Firms turn to soybean exports to plug deficit
Monday June 03 2019
Africa Improved Foods plans to diversify its product portfolio by including millet-based porridges due to a scarcity of soybeans. PHOTO | CYRIL NDEGEYA
Rwanda is facing a soybean shortage amid growing demand for the crop, which is used as a raw material for fortified food.
While local production has increased over the years, supply remains below demand, prompting food dealers to depend on imports from the region. However, there is also a scarcity of the crop in the region partly due to trade disruption over escalating tensions between Uganda and Rwanda.
Plantation
A tonne of soybean is sold for Rwf600,764, while a tonne of maize goes for Rwf291,279, and according to the East Africa Exchange, 1Kg of soybean costs Rwf540. The East Africa Exchange (EAX) is a regional commodity exchange established to link smallholder farmers to agricultural and financial markets. For instance, in the last three months of 2018, soybean prices shot up by 25 per cent, increasing to $650 per tonne from $520, mainly driven by limited supply according to market sources.

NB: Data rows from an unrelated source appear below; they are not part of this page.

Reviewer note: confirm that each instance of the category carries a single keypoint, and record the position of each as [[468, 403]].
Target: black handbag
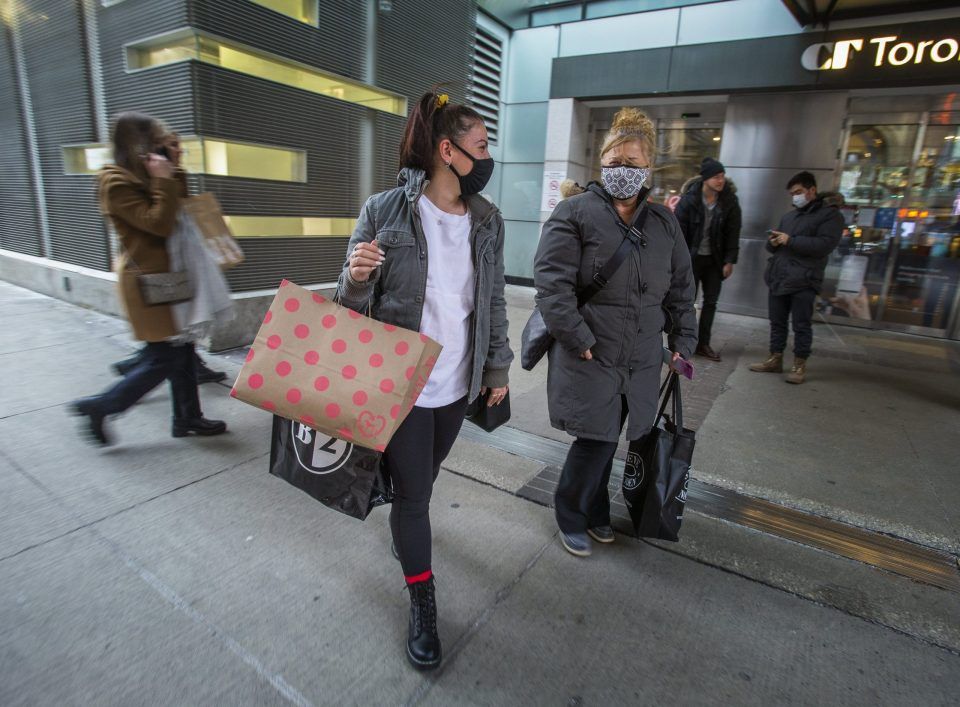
[[489, 417], [536, 340], [342, 476], [657, 470], [165, 288]]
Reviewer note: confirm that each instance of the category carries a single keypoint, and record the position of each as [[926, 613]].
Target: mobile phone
[[683, 366]]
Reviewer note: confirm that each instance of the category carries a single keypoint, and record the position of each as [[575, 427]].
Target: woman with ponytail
[[428, 256], [606, 361]]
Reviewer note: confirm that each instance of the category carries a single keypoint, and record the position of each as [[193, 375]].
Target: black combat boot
[[423, 643]]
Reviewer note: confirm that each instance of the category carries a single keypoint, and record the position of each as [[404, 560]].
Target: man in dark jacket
[[709, 216], [806, 236]]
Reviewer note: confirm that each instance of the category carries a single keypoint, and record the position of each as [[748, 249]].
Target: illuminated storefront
[[873, 112]]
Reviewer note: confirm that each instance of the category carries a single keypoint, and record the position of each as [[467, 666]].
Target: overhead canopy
[[517, 13], [819, 12]]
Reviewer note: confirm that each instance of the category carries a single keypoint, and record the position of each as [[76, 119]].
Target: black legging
[[582, 500], [413, 459]]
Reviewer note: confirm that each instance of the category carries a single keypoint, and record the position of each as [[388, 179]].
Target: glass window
[[555, 15], [876, 164], [303, 10], [606, 8], [899, 260], [206, 156], [289, 226], [245, 60], [86, 159]]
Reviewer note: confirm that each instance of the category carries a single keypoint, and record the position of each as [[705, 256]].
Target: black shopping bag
[[341, 475], [657, 470]]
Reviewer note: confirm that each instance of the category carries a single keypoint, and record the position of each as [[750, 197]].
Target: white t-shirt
[[448, 305]]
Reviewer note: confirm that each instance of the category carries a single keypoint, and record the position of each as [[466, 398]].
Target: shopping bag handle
[[672, 387]]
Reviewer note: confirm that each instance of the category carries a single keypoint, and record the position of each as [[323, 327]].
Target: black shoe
[[602, 534], [576, 543], [122, 368], [92, 430], [423, 642], [208, 375], [198, 426]]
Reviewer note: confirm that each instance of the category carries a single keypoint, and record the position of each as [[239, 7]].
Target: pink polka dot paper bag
[[334, 369]]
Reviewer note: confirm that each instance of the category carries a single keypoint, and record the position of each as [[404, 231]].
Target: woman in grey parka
[[607, 358]]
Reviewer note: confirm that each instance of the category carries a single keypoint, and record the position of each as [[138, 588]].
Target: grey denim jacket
[[396, 290]]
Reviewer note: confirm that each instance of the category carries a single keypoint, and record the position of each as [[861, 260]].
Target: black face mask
[[476, 179]]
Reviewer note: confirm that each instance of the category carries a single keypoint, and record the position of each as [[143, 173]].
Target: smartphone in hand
[[683, 366]]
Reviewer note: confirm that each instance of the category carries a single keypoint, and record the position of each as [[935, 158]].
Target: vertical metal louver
[[487, 63]]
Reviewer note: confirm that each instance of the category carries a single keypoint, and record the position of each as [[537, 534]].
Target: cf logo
[[830, 55]]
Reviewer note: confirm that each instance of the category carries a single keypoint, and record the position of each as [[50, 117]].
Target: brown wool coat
[[144, 215]]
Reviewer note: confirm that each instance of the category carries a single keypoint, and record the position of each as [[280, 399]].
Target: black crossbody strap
[[633, 238]]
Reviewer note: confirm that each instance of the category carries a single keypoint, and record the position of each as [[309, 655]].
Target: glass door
[[898, 264]]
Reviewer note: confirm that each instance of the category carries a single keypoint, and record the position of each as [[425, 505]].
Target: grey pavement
[[165, 571]]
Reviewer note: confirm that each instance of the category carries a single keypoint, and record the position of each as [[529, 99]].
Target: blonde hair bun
[[631, 120], [569, 188], [631, 124]]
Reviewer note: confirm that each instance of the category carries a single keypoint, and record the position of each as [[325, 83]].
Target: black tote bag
[[489, 417], [341, 475], [657, 470]]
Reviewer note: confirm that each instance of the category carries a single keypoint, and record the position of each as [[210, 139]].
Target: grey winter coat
[[815, 230], [622, 325], [396, 290]]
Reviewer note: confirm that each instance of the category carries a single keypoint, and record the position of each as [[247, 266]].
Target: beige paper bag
[[333, 369]]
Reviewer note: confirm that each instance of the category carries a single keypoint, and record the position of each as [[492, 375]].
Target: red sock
[[422, 577]]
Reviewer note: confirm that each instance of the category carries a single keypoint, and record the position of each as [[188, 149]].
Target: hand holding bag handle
[[672, 386]]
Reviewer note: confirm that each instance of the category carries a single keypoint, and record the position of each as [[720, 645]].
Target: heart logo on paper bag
[[371, 425]]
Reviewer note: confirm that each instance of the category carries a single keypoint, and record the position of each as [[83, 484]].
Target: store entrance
[[686, 133], [898, 266]]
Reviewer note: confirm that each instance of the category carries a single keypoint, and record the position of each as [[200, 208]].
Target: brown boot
[[774, 364], [798, 371]]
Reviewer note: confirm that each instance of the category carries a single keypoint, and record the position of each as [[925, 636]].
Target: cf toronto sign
[[885, 51]]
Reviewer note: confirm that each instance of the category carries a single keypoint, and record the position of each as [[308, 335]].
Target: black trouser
[[797, 306], [413, 459], [709, 279], [128, 364], [582, 500], [159, 361]]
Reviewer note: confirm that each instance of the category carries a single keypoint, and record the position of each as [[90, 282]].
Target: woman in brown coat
[[141, 197]]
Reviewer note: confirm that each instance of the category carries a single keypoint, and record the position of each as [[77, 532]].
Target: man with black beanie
[[710, 218], [799, 249]]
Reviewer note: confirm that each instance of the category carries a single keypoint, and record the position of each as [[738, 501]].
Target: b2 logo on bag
[[318, 453], [633, 471]]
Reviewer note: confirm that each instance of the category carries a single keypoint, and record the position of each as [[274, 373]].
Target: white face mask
[[623, 182]]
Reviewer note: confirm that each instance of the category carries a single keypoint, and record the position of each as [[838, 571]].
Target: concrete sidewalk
[[870, 439], [165, 571]]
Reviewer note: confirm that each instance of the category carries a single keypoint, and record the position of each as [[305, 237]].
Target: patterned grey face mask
[[623, 182]]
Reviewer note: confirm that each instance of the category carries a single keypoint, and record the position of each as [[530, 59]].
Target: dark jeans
[[413, 459], [128, 364], [159, 361], [709, 278], [798, 307], [582, 499]]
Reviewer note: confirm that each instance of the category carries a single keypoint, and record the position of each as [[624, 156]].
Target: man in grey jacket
[[794, 274]]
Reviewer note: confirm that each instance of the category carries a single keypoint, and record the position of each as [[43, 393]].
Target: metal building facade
[[65, 71]]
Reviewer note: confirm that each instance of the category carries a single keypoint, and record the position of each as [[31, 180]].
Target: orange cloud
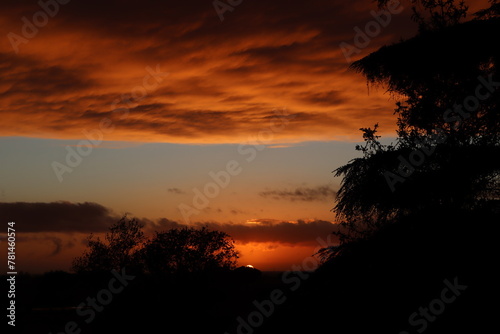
[[225, 79]]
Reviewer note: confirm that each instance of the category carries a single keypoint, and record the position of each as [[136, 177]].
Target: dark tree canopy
[[448, 137], [181, 250], [186, 250], [117, 251]]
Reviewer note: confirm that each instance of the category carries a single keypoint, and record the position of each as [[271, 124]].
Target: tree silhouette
[[188, 250], [118, 250], [447, 136], [435, 14]]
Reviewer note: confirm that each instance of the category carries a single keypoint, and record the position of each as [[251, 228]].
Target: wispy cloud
[[320, 193], [224, 82]]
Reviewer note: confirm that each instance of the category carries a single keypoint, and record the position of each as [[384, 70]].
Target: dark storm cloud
[[57, 217], [321, 193]]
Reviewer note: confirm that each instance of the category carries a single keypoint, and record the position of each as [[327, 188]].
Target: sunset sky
[[172, 95]]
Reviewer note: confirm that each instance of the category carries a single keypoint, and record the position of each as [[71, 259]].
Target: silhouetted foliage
[[455, 140], [187, 250], [117, 251], [435, 14]]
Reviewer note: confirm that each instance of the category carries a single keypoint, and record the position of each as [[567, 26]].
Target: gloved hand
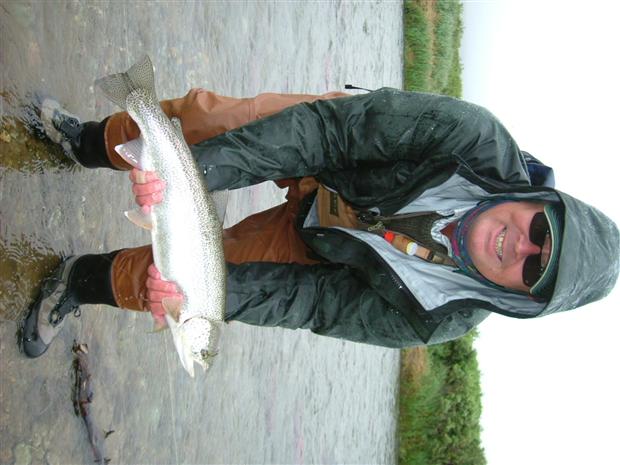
[[156, 291], [147, 187], [149, 190]]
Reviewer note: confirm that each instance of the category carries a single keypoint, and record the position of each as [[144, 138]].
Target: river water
[[273, 395]]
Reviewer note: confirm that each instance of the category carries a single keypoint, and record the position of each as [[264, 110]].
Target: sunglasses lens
[[539, 228], [532, 270]]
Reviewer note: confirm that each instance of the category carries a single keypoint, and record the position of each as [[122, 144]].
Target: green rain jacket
[[391, 152]]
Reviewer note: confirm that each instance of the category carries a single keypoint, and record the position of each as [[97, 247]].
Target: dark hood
[[590, 257]]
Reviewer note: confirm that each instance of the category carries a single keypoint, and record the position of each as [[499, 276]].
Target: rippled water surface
[[273, 396]]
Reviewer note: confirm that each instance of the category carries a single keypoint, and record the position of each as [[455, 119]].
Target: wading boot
[[46, 315], [84, 279], [83, 143]]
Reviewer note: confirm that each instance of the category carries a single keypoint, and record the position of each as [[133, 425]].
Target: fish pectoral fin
[[131, 152], [139, 218], [176, 124], [182, 345], [159, 325], [172, 306]]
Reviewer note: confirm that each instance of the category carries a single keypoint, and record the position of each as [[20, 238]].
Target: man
[[409, 219]]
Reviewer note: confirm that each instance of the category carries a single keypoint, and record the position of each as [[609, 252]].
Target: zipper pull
[[402, 243]]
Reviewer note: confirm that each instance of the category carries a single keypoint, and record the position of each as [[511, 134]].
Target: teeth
[[499, 246]]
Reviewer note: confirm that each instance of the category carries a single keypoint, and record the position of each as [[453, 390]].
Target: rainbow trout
[[185, 228]]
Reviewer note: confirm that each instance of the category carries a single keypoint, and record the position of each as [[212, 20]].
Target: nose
[[524, 247]]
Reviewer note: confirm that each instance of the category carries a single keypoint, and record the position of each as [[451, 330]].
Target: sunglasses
[[540, 235]]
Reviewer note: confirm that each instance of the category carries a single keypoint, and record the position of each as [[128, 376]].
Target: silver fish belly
[[186, 231]]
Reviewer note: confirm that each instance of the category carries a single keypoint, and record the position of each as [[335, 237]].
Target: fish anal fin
[[181, 344], [173, 307], [131, 152], [176, 123]]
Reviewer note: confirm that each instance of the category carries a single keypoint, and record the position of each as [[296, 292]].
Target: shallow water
[[273, 395]]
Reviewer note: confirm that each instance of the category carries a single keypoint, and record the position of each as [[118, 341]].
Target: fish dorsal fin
[[131, 152], [139, 218], [176, 123]]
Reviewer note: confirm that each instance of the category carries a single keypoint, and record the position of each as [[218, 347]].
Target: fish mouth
[[499, 244]]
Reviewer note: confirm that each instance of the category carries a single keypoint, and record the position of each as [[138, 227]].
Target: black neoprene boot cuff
[[90, 281], [89, 145]]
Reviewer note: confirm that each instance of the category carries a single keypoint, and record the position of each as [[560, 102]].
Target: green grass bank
[[440, 396]]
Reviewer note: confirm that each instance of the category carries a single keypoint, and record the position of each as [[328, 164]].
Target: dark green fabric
[[382, 150]]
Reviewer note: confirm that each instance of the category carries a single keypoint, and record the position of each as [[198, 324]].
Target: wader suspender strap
[[386, 225]]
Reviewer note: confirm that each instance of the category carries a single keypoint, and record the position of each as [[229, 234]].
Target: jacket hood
[[590, 257]]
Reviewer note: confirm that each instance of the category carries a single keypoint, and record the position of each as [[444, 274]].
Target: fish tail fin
[[118, 86]]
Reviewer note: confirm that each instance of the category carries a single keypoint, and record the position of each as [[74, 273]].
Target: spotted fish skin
[[186, 232]]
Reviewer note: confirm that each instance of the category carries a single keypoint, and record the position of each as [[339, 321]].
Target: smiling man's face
[[498, 242]]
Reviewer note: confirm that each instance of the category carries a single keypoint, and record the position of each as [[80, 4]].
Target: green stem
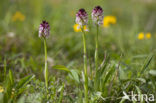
[[96, 56], [96, 50], [46, 68], [85, 66]]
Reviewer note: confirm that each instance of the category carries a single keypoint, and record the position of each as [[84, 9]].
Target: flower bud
[[44, 29], [82, 17], [97, 15]]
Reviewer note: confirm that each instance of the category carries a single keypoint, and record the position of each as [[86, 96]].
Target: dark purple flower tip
[[98, 9], [44, 29], [82, 17], [97, 15]]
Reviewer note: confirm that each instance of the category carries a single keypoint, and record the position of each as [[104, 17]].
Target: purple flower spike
[[82, 17], [97, 15], [44, 29]]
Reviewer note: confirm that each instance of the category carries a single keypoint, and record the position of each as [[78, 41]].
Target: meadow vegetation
[[74, 63]]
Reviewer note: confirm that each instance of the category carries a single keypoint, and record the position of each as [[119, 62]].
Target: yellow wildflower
[[141, 36], [1, 89], [109, 20], [148, 35], [78, 29], [18, 16]]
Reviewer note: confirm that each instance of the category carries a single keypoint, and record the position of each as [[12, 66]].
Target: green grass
[[127, 64]]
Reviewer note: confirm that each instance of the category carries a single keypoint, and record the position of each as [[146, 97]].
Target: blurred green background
[[24, 50]]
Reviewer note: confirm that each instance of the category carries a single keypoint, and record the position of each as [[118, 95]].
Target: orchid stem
[[46, 68], [85, 66]]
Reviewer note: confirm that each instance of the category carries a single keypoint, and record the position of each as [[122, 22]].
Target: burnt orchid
[[97, 15], [82, 17], [44, 29]]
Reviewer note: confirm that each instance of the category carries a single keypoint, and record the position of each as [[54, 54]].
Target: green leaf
[[152, 72], [75, 75], [61, 67], [140, 94], [11, 78], [24, 81], [145, 66]]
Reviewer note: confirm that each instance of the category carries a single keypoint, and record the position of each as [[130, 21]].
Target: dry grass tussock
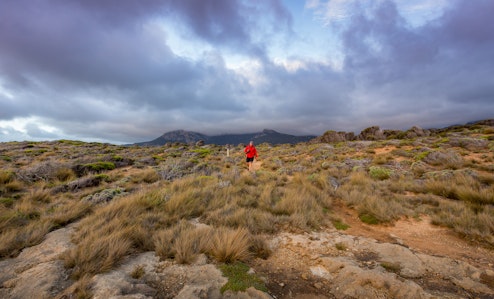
[[162, 190]]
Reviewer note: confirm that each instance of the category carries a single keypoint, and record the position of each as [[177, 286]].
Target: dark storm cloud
[[445, 66], [105, 69]]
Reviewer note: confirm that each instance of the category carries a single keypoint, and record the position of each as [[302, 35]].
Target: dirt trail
[[420, 235]]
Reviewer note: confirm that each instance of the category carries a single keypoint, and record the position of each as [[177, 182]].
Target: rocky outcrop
[[334, 264], [371, 133]]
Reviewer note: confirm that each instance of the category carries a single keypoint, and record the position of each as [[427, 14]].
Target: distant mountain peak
[[267, 135], [269, 131]]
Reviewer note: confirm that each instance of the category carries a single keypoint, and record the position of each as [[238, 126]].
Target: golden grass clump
[[13, 240], [230, 245], [147, 176]]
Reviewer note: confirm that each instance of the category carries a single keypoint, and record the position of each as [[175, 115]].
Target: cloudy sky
[[125, 71]]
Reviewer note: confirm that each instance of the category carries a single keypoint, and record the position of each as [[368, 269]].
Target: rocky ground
[[411, 259]]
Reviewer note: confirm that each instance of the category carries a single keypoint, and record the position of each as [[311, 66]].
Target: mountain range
[[269, 136]]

The scarcity of soybean in the region is affecting manufacturers who use it as a raw material, with officials at the Africa Improved Foods saying the company has settled for a reduction in its profits, as they plan to venture into millet-based porridges.
However, the EAX said they have settled on importing soya from outside the country, since soya production in Rwanda is dwindling.
“Soya production is decreasing in the country so we get it from countries like Malawi,” said Diane Mutuyimana from the EAX.
In 2012, Rwanda was the sixth country in Africa with the largest soya plantation at 42,160ha, after Zimbabwe, Malawi, Uganda, South Africa and Nigeria, but this has changed over the years, where most of the soya processed in the country is currently sourced outside.
Mount Meru Soyco Ltd, a cooking oil processor in Kayonza, has been struggling to get soya beans for the plant for years, and has had to sometimes switch off its machines.
Although there has been talk of the government giving farmers’ co-operatives access to a long-term loan facility worth Rwf6 billion to increase soya productivity, this has not yielded any tangible results.
About 9,000 farmers involved in soya production form 200 co-operatives, but their yields seem to be decreasing, yet demand is growing.
Data from the Rwanda Agricultural Board shows that some soya farmers were frustrated due to delayed payment from soybean buyers, hence many opted to grow other crops.
Unfavourable weather conditions experienced in the past few years in Rwanda have affected soya production, especially in the Eastern Province.
Growing soya needs largescale irrigation and mechanisation technologies to counter the dry spells, as dependency on rain has proven not conducive for soya production.
Local farmers’ co-operatives can only manage to supply up to 500 tonnes of soya to Africa Improved Foods, which is not enough.
However, escalating tensions between Rwanda and Uganda have also affected soybean supplies from Uganda, with Africa Improved Foods settling for its other sources like DR Congo, Malawi and Tanzania.
The firm plans to go beyond its flagship products of Nootri-toto and Nootrimama porridge formulae, and diversify its product portfolio by including millet-based porridges.
The $61 million plant, which produces highly nutritious foods for local consumption and export, requires 28,000MT of maize and 12,000MT of soybean annually to operate at full capacity.
“Soya has become more expensive which has reduced our profitability, so we have just settled for lower margins” said AIF country manager Prosper Ndayiragije, adding that the price per tonne has increased by up to $100.
Market analysts have partly attributed the hike in regional soybean prices to the trade war between the US and China, as Beijing chose East Africa as one of its alternative soybean sources, after it imposed 25 per cent duty on soybean imports from the US last year.
The move was in retaliation to America’s imposition of punitive tariffs of $34 billion on Chinese goods.